Mathematics for Engineers

In this chapter we present the basic concepts of information and coding theory. The role of a communication system is to reliably transport information, information which may originate in the form of an analog or digital flow but which always requires processing, so as to protect it against perturbations, and reduce it to a reasonable volume that is easier to transport and to store.
To this end, information theory provides the tools for modeling and quantifying information, while coding theory allows us to build reliable techniques for its transmission and compression.

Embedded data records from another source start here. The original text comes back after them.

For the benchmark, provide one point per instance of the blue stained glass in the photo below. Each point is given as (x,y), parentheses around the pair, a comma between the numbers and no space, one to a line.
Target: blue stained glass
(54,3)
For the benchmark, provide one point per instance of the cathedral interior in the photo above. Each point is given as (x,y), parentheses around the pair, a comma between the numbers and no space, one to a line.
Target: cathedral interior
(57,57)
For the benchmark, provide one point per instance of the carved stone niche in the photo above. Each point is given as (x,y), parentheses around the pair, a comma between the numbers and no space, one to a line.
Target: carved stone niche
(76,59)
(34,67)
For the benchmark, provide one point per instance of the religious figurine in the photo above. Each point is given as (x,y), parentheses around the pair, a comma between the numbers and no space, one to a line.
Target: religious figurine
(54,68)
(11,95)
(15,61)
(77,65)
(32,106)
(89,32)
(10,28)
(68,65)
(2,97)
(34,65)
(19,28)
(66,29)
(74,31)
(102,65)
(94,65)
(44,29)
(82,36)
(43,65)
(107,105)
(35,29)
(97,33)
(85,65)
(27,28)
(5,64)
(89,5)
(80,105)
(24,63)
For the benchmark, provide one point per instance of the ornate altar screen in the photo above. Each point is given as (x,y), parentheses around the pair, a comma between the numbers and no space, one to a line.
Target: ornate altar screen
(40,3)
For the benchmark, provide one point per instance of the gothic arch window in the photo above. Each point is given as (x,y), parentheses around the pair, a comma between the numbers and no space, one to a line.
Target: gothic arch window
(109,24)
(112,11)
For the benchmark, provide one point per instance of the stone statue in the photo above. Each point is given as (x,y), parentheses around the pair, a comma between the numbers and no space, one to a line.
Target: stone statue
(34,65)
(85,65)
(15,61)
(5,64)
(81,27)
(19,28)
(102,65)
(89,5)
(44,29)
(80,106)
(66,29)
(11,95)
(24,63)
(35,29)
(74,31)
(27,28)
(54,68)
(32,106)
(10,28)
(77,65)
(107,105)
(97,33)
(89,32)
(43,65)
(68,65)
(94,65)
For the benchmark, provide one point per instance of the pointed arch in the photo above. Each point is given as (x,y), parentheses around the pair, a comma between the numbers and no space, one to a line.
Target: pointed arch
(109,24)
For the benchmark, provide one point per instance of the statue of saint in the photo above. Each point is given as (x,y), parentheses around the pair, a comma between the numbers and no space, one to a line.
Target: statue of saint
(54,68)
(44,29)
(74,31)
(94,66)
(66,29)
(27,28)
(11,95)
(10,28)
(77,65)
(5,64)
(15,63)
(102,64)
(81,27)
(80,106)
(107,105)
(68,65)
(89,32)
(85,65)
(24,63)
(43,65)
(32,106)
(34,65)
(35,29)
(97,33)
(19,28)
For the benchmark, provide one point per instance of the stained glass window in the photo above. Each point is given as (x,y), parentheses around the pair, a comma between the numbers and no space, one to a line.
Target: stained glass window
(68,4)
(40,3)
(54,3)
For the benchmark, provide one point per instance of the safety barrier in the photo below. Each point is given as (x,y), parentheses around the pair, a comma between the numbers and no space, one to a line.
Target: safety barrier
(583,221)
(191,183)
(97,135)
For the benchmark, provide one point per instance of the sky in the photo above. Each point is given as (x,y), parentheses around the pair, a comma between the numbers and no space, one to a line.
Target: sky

As reflected throughout this book, probability theory plays a major role in the life of the engineer; not surprisingly, it constitutes the foundations of information theory. Indeed, the problem is here to build probabilistic models able to quantify the basic notion of uncertainty attached to any information, generally unknown, stored, transported, perturbed, etc. We present the bases of these models for multiple applications in the field of telecommunications, and computer science more generally (information storage, compression, transmission, coding and error correction).
Information theory is usually considered to have been founded by Claude E. Shannon in the 1940s ( The Mathematical Theory of Communication, 1948, see [SHA 48]). This work provides formal foundations to quantify information, enabling us to estimate limit properties such as the maximum compression ratio of digital data, the effective maximum bitrate of noisy channels, or the efficiency conditions of a code.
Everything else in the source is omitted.